Наутро, переложив только необходимую провизию в рюкзаки, мы надели их, сели верхом на местных лошадей и тронулись по более узкому тракту, протоптанному оленями. До Подкаменной Тунгуски от Кежмы предстояло проехать еще 200 километров на север. Обоз с основным багажом тронулся следом.

Тракт шел через сопки. В гору мы ехали шагом, с горы – изо всех сил подгоняли наших тихоходных широкогрудых лошадей. Они тяжело трусили по долгому склону. Потом – снова подъем, и так до бесконечности.

Тайга на сопках изменилась: сосна довольно быстро уступила место лиственнице, смешанный лес сполз в долины, земля постепенно покрывалась мхом и лишайником. Стали часто попадаться звери. Их приветствовали вскриками. В чащобе взлетали дикие птицы, хлопая тяжелыми крыльями. Я видел несколько раз колонков и горностаев. Спугнутые нами, они молниеносно взбирались на лиственницы и исчезали в хвое. Среди нас было два заядлых охотника: буровик Петренко и геолог Молик. На первой же стоянке они отправились за дичью и довольно быстро вернулись с убитой глухаркой. Большую и красивую птицу ощипали, выпотрошили, разрезали на куски и сварили вместе с пшенной кашей. Но мясо ее оказалось жестким и отдавало хвоей. В первую экспедицию Кулик сделал большую ставку на местную дичь, надеясь ею подкормиться. Но ему не повезло: за все время они подстрелили только несъедобную лису и несколько уток. Первая наша ночевка в тайге была непростой: нарубив соснового лапника, мы соорудили себе постели, легли вокруг костра и попытались заснуть, накрывшись верхней одеждой. Но несмотря на теплую летнюю погоду, от каменистой и мшистой земли тянуло вечным холодом, который забирался под одежду. Сверху же нас донимали комары, не унимающиеся даже ночью. Среди комариного племени появились мелкие, проворные и неистовые особи, именуемые гнусом. Тонко, противно пища, они забирались в рукава, лезли в глаза и ноздри. Бороться с ними было невозможно. По совету Кулика мы мазали запястья и шею керосином. Вскоре экспедиция стала вонять как керосиновая лавка. Следующие три ночевки дались так же трудно: люди не высыпались, чертыхаясь и прячась от ночного холода и комаров, а днем тряслись полусонные в седлах. Но Кулик был несгибаем. Он будил нас ровно в шесть часов своим футбольным свистком, который носил в нагрудном кармане, поддерживая в экспедиции железный режим. Этим же свистком он командовал начало движения и остановку. Его главным лозунгом было: ради великой цели можно стерпеть все. В людях он превыше всего ценил волю и целеустремленность, а в материальном мире – книги. Сидя с нами у костра, он рассказал, как в ссылке ему помогла бросить курить книга Шопенгауэра «Мир как воля и представление»:

– Сутки я читал, а наутро вышел из своей лачуги, подошел к проруби и высыпал туда весь годовой запас табака со словами: «Пускай теперь рыбы курят. А я – человек воли!»
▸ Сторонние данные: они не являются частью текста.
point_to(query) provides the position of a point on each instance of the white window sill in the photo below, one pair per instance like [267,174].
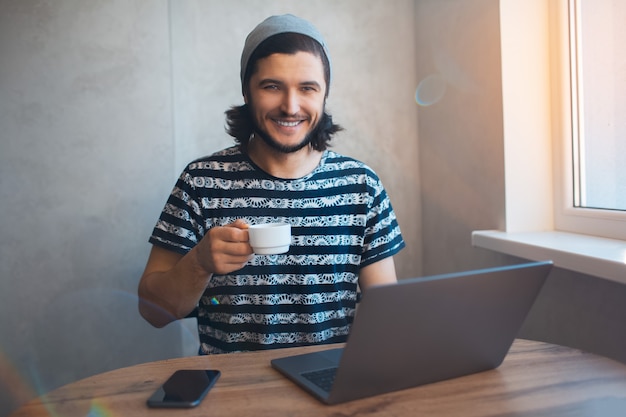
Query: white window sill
[604,258]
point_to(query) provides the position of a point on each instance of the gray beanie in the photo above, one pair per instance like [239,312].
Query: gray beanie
[274,25]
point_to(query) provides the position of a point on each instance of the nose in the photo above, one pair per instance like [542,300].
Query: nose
[291,102]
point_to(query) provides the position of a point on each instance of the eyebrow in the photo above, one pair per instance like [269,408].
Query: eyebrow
[266,81]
Как и многие социал-демократы, ставшие большевиками, он жил будущим, свято веря в новую советскую Россию.

– Наука должна помочь революции, – повторял он.
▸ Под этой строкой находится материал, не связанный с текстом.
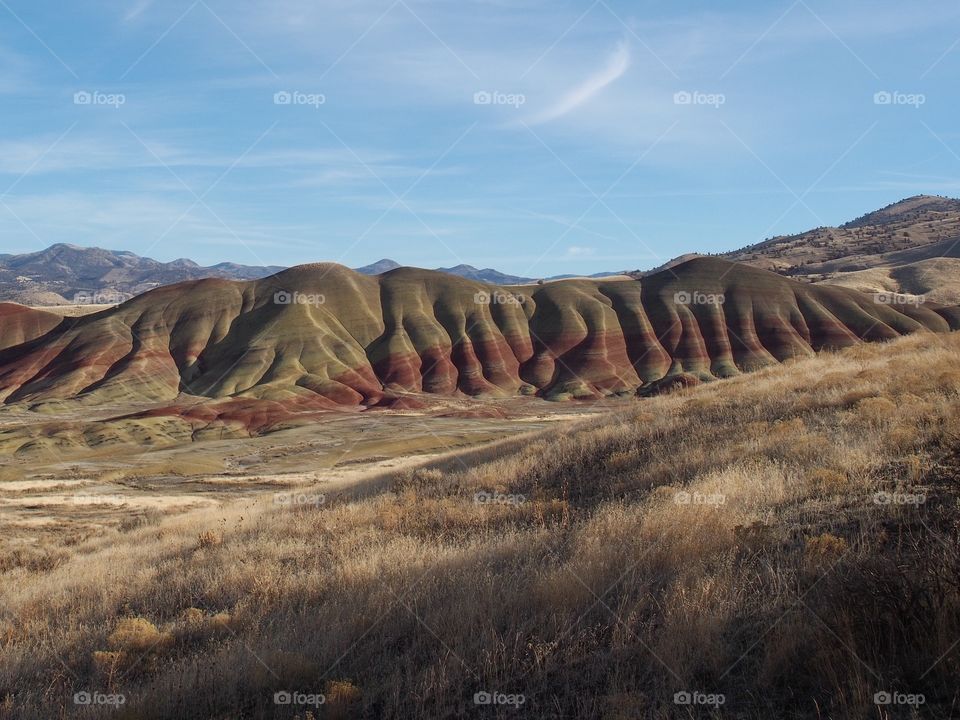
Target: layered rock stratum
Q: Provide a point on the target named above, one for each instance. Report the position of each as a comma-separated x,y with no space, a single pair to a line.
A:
325,336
Ленинский план ГОЭЛРО он считал гениальным и провидческим, а сталинскую программу индустриализации и коллективизации – велением времени. Но его главной страстью все-таки был Тунгусский метеорит. Заговаривая о нем, Кулик забывал про Сталина и ГОЭЛРО.

– Вы представьте себе, товарищи, кусок, отколовшийся от другой планеты, отделенной от нас миллионами километров, лежит где-то здесь, неподалеку. – Кулик делал паузу, поправлял очки, в которых отблескивало пламя костра, и слегка поднимал голову к неярким сибирским звездам. – И в нем – материя иных миров!
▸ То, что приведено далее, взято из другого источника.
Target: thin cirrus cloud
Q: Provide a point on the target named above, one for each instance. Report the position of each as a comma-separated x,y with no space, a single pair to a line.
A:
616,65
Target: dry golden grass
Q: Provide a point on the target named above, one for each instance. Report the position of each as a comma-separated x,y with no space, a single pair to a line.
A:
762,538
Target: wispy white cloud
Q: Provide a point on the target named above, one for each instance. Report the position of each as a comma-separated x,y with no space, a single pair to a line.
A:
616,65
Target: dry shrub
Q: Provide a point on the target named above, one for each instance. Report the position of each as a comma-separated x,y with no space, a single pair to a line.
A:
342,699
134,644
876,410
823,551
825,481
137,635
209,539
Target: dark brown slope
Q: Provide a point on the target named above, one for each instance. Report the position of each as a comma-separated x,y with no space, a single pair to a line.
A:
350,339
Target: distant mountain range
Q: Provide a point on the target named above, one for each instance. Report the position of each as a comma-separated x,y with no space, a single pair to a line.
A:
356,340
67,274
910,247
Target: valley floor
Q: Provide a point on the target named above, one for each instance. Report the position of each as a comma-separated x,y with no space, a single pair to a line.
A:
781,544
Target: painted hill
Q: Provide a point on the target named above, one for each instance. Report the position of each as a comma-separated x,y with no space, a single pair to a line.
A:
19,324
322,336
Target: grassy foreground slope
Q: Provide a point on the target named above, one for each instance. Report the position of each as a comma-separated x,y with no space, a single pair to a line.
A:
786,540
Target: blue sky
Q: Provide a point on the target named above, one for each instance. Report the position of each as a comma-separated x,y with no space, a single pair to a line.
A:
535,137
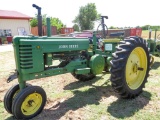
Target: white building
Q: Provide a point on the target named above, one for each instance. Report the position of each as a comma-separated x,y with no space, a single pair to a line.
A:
14,23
От этой фразы у меня мурашки пробегали по коже: родной мир планет всплывал в памяти. Засыпая на куче сосновых веток, накрывшись с головой от гнуса, я представлял этот загадочный кусок иных миров, в черном безвоздушном пространстве подлетающий к Земле и переливающийся всеми цветами радуги. Он кружился в моей голове. И проваливаясь в сон, я считал его углы…

Наконец к вечеру четвертого дня, опухшие от гнуса и разбитые от тряской езды по сопкам, мы подъехали к Ванаваре.

Десяток новых деревянных домов лепились на самом берегу Подкаменной Тунгуски: пару лет назад факторию отстроили заново. На самом солидным срубе виднелась крупная белая надпись ГОСТОРГ и висел полинялый красный флаг. Вокруг поселка расстилался потрясающий по красоте ландшафт: очень высокий, круто-скалистый берег реки, приютивший факторию, со всех сторон окружала густая тайга. Противоположный южный берег, наоборот, был довольно низким, и за ним далеко-далеко, до самого горизонта зелено-голубыми волнами разбегались бесконечные сопки, залитые лучами заходящего солнца. В вечернем розовато-голубом небе с проступившей луной парили орлы. Их короткие переклики были единственными звуками, нарушающими абсолютную тишину.

Но завидя нас, залаяли собаки и вышли люди. Кулика и Трифонова встретили как родных. Для заброшенной в тайге фактории наше появление стало событием. Была срочно устроена баня, стоящая внизу на реке. Дров для нее не жалели, в парной клубился густой пар. Когда мы, напарившись до помутнения в глазах, выбежали на деревянный мосток и кинулись в холодную Тунгуску, уже стемнело. Белые северные ночи миновали, и густо-синее небо с россыпью звезд повисло над нашими головами. Перевернувшись на спину и чувствуя сильное течение реки, я смотрел на звезды. В Сибири они были выше и казались совсем далекими.

Нас накормили ухой и шаньгами, уложили спать. Наутро я осмотрел факторию. В ней жили двадцать восемь русских, шестнадцать эвенков, три китайца и двое чеченцев, сосланных сюда еще при царе за кровную месть. Здесь они занимались кузнечным делом. Госторг же, как и везде в Сибири, скупал за бесценок пушнину у эвенков и местных охотников, торгуя тем, что завозилось обозом. Зимой пушнину возили в Кежму на оленьих санях.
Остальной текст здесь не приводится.